Verfassungsbeschwerde gegen die Zustimmung Deutschlands zur Kreditaufnahme der EU
Am 25.3.2021 hat der Bundestag dem Eigenmittelbeschluss zugestimmt. Die Zustimmung des Bundesrates erfolgte am 26.3.2021.
Der Vorgang ist ungeheuerlich, weil die EU nach den Europäischen Verträgen verpflichtet ist, ihren Haushalt “vollständig aus Eigenmitteln” zu finanzieren (Artikel 311 AEUV). Schulden sind keine Eigenmittel. Sie sind Fremdkapital. Mit einer windigen juristischen Konstruktion versucht die EU, den klaren Willen der Verträge zu umgehen.
Das aktuelle Vorgehen steht im unmittelbaren Widerspruch zur Antwort, die die EU-Kommission am 3.6.2015 auf die Anfrage eines Europaparlamentariers gab: “Was die Verpflichtung zum Ausgleich des EU-Haushalts anbelangt, so lautet die übereinstimmende Auslegung dieses Artikels im Laufe der Zeit, dass der EU-Haushalt nicht durch die Ausgabe von Staatsschulden ausgeglichen werden kann.”

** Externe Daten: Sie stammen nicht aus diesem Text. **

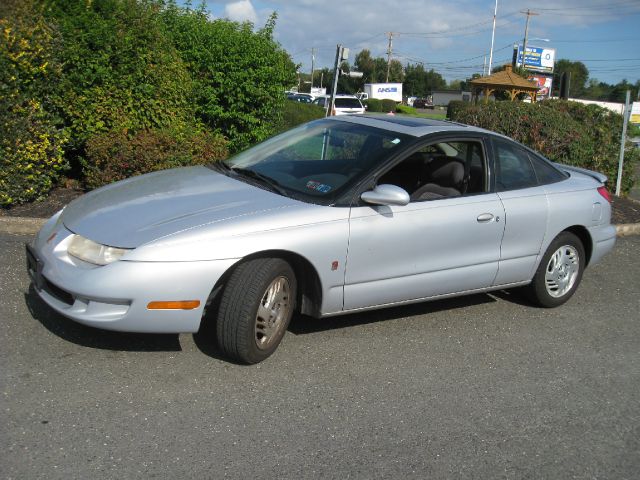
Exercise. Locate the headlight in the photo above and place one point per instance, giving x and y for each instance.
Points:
(92, 252)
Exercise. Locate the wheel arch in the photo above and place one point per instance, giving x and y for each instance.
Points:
(585, 237)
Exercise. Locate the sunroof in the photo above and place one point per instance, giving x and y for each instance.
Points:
(411, 122)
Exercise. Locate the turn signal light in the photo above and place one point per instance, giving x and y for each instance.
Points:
(174, 305)
(605, 193)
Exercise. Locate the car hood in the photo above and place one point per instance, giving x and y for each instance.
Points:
(141, 209)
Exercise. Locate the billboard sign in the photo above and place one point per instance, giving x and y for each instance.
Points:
(635, 113)
(537, 59)
(544, 84)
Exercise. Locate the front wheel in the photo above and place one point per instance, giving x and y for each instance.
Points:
(255, 309)
(559, 272)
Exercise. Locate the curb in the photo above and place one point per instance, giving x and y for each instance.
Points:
(628, 229)
(29, 226)
(21, 225)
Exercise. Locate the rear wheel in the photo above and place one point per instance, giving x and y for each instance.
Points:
(559, 272)
(255, 309)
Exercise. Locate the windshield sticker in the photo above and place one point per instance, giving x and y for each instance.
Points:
(318, 187)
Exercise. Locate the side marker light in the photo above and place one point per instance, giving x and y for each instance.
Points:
(174, 305)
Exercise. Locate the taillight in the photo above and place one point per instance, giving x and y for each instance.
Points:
(605, 193)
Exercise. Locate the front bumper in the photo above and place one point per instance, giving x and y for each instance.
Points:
(115, 296)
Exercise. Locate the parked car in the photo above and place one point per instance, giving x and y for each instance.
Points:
(339, 215)
(422, 103)
(343, 104)
(301, 97)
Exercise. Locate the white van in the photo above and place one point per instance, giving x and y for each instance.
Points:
(343, 105)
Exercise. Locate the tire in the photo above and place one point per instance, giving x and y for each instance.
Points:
(559, 272)
(255, 309)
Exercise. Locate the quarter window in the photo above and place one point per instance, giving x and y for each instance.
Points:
(513, 167)
(440, 170)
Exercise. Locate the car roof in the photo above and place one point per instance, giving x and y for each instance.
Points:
(414, 126)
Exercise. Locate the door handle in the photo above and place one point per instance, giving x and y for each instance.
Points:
(485, 217)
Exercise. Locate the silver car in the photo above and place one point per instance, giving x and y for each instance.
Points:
(339, 215)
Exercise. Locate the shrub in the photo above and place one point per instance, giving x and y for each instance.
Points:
(120, 70)
(239, 74)
(296, 113)
(586, 136)
(373, 105)
(115, 155)
(405, 109)
(388, 105)
(454, 107)
(31, 155)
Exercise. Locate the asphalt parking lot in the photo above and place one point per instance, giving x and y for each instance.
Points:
(478, 387)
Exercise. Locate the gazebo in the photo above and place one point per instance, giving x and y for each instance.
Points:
(506, 81)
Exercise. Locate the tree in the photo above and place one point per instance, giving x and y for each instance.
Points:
(419, 82)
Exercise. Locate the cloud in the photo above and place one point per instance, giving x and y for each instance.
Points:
(241, 11)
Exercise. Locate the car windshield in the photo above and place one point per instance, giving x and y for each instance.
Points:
(317, 161)
(348, 103)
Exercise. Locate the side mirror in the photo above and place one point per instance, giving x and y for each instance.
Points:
(386, 195)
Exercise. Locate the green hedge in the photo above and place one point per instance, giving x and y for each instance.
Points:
(295, 113)
(586, 136)
(115, 156)
(405, 109)
(31, 145)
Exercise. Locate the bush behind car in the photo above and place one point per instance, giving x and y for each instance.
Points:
(586, 136)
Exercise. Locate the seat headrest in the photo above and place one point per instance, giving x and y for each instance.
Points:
(446, 171)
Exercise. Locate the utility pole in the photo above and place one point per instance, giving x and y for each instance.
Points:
(313, 61)
(341, 55)
(528, 13)
(389, 50)
(493, 35)
(623, 140)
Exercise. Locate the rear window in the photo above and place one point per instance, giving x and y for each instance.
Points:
(546, 172)
(348, 103)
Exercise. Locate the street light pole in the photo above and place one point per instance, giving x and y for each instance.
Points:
(529, 13)
(493, 34)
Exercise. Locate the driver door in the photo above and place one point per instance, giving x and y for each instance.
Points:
(427, 248)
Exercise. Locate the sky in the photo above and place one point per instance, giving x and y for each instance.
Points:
(452, 37)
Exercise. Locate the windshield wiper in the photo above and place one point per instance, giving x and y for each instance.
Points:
(219, 166)
(263, 179)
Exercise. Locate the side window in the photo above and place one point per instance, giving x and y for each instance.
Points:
(513, 167)
(440, 170)
(546, 172)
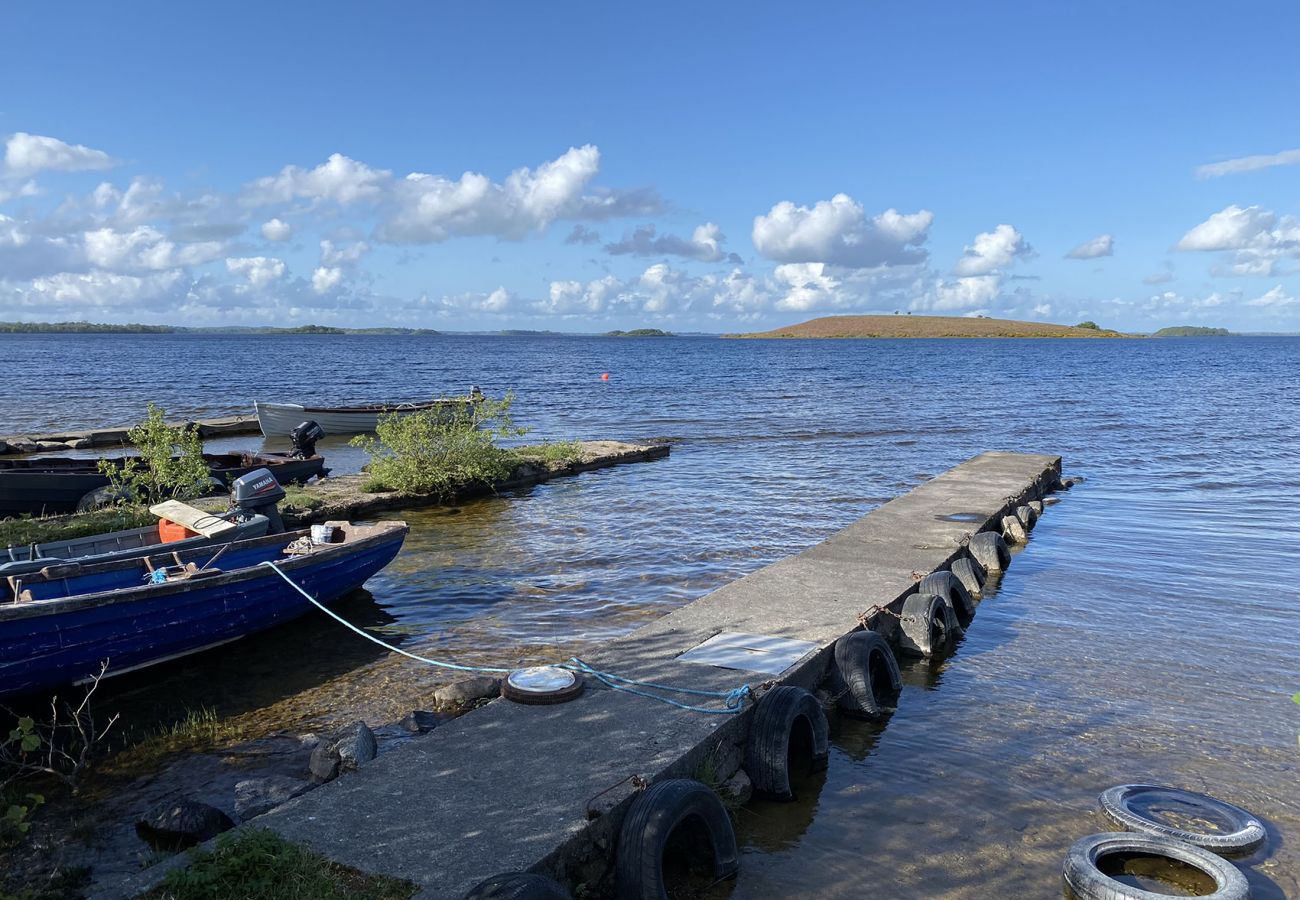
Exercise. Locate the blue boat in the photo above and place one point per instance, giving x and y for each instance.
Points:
(63, 624)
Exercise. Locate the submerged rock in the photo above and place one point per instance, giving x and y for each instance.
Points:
(176, 825)
(260, 795)
(467, 691)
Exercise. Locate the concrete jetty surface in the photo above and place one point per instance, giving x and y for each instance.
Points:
(512, 787)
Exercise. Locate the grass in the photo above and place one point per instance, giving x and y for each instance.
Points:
(255, 864)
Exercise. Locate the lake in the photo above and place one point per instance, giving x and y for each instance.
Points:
(1147, 632)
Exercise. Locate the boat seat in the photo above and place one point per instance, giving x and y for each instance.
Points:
(209, 524)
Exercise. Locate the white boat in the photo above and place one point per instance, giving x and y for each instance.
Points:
(280, 419)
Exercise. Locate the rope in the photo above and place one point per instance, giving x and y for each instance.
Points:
(733, 699)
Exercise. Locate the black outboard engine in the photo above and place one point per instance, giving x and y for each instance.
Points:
(304, 440)
(258, 493)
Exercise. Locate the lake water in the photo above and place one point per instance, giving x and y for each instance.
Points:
(1148, 631)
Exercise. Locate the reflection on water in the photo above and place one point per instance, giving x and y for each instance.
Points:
(1148, 634)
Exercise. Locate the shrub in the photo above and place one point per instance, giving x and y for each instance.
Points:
(169, 462)
(437, 450)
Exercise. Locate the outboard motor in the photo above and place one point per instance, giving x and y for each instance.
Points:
(258, 493)
(304, 438)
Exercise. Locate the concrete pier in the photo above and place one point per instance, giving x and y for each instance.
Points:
(544, 788)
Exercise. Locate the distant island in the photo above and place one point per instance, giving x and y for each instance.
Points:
(930, 327)
(1192, 330)
(94, 328)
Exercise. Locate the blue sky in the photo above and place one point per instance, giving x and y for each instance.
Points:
(696, 167)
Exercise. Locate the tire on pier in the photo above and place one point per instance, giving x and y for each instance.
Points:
(1132, 807)
(654, 816)
(1086, 866)
(928, 624)
(863, 674)
(971, 575)
(989, 550)
(784, 717)
(954, 593)
(518, 886)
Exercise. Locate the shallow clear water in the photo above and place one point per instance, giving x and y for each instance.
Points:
(1148, 632)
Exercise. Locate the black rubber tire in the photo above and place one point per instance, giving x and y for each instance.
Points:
(102, 497)
(989, 550)
(1088, 882)
(1247, 833)
(518, 886)
(924, 624)
(950, 588)
(654, 814)
(971, 575)
(767, 751)
(858, 656)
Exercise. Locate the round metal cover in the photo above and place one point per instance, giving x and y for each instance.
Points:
(541, 684)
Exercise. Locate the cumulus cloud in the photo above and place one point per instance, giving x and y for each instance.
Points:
(1103, 245)
(840, 233)
(29, 154)
(260, 271)
(1248, 164)
(703, 245)
(274, 229)
(1257, 239)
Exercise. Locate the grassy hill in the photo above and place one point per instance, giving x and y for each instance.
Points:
(927, 327)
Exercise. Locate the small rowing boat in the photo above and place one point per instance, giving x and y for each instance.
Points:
(61, 626)
(280, 419)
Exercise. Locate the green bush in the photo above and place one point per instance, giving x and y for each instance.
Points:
(169, 462)
(434, 451)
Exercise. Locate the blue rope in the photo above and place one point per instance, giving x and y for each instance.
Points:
(733, 699)
(372, 637)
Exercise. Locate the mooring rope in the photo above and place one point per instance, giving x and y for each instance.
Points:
(733, 699)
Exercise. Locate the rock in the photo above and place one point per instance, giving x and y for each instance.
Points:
(467, 691)
(325, 764)
(260, 795)
(737, 790)
(419, 722)
(176, 825)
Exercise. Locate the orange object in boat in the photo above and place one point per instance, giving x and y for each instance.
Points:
(170, 531)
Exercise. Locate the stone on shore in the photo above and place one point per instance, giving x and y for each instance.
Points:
(180, 823)
(467, 691)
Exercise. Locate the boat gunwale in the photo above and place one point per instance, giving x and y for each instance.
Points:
(17, 610)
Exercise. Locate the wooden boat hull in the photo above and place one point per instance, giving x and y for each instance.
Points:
(48, 485)
(50, 643)
(280, 419)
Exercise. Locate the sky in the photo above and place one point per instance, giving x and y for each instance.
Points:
(583, 167)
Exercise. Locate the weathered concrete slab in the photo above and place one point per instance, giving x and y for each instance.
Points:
(510, 787)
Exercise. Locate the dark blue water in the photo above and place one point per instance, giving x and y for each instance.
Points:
(1148, 632)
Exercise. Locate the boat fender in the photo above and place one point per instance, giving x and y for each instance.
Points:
(863, 674)
(1084, 874)
(651, 820)
(989, 550)
(518, 886)
(954, 593)
(1129, 807)
(927, 624)
(971, 575)
(781, 715)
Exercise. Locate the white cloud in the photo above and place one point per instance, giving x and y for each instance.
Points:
(992, 251)
(276, 229)
(1248, 164)
(839, 232)
(260, 271)
(27, 154)
(703, 245)
(1103, 245)
(324, 280)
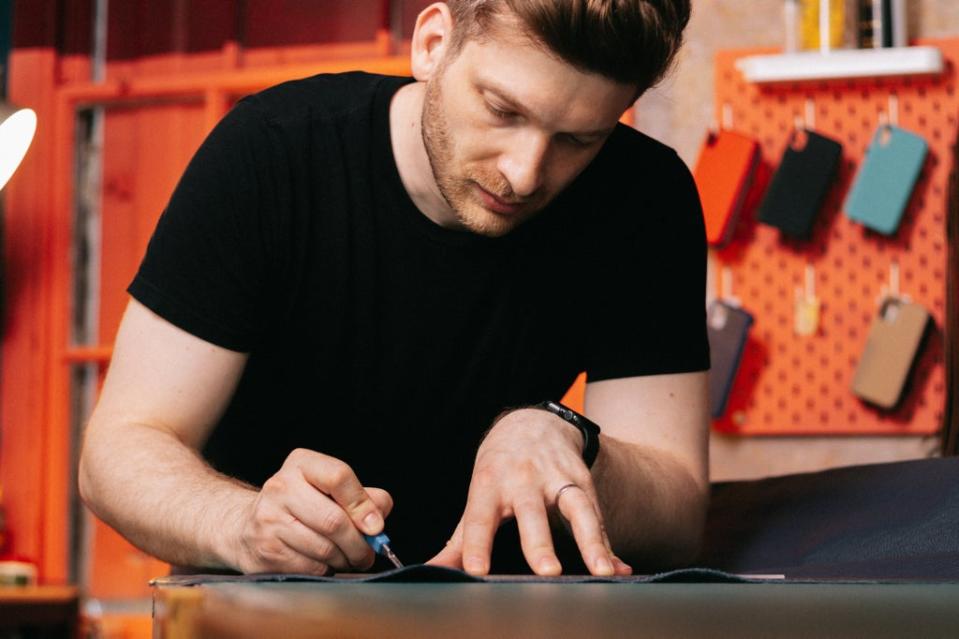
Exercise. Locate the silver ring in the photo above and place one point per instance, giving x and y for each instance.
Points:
(563, 489)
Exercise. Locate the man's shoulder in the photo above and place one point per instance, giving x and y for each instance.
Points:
(326, 95)
(630, 149)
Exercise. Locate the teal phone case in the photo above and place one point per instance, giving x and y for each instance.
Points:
(886, 178)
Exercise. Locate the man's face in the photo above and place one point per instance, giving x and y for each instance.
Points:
(507, 126)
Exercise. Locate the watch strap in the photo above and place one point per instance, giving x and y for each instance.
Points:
(589, 429)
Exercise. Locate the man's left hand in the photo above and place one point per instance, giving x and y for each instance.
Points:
(530, 465)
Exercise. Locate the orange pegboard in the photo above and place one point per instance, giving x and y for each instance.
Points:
(789, 384)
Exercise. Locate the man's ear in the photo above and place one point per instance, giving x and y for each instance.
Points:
(431, 39)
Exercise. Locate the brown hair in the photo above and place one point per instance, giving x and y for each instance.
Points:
(629, 41)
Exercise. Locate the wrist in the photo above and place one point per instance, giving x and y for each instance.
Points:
(589, 430)
(225, 538)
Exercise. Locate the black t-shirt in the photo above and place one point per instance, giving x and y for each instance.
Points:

Während der Beratung im Bundestag äußerte sich der Bundesfinanzminister nicht etwa kritisch zum Vertragsbruch und zu der Tatsache, dass durch die Verschuldung des EU-Haushalts die von Deutschland lange abgelehnte Haftungsunion der Mitgliedsstaaten geschaffen wird, sondern bejubelte dies geradezu: “Es ist der Weg in die Fiskalunion und es ist ein guter Weg für Europas Zukunft”.
Alternative Vorschläge zur Überwindung der Corona-Krise
Bei der Verfassungsbeschwerde geht es keineswegs darum, die Anstrengungen zur Überwindung der Corona-Krise zu hintertreiben. Im Gegenteil: Wir sind fest davon überzeugt, dass es richtig ist, wenn die Mitgliedsstaaten der EU derzeit auch hohe Schulden in Kauf nehmen, um denen zu helfen, die schuldlos in ihrer wirtschaftlichen Existenz gefährdet sind oder medizinische Unterstützung brauchen.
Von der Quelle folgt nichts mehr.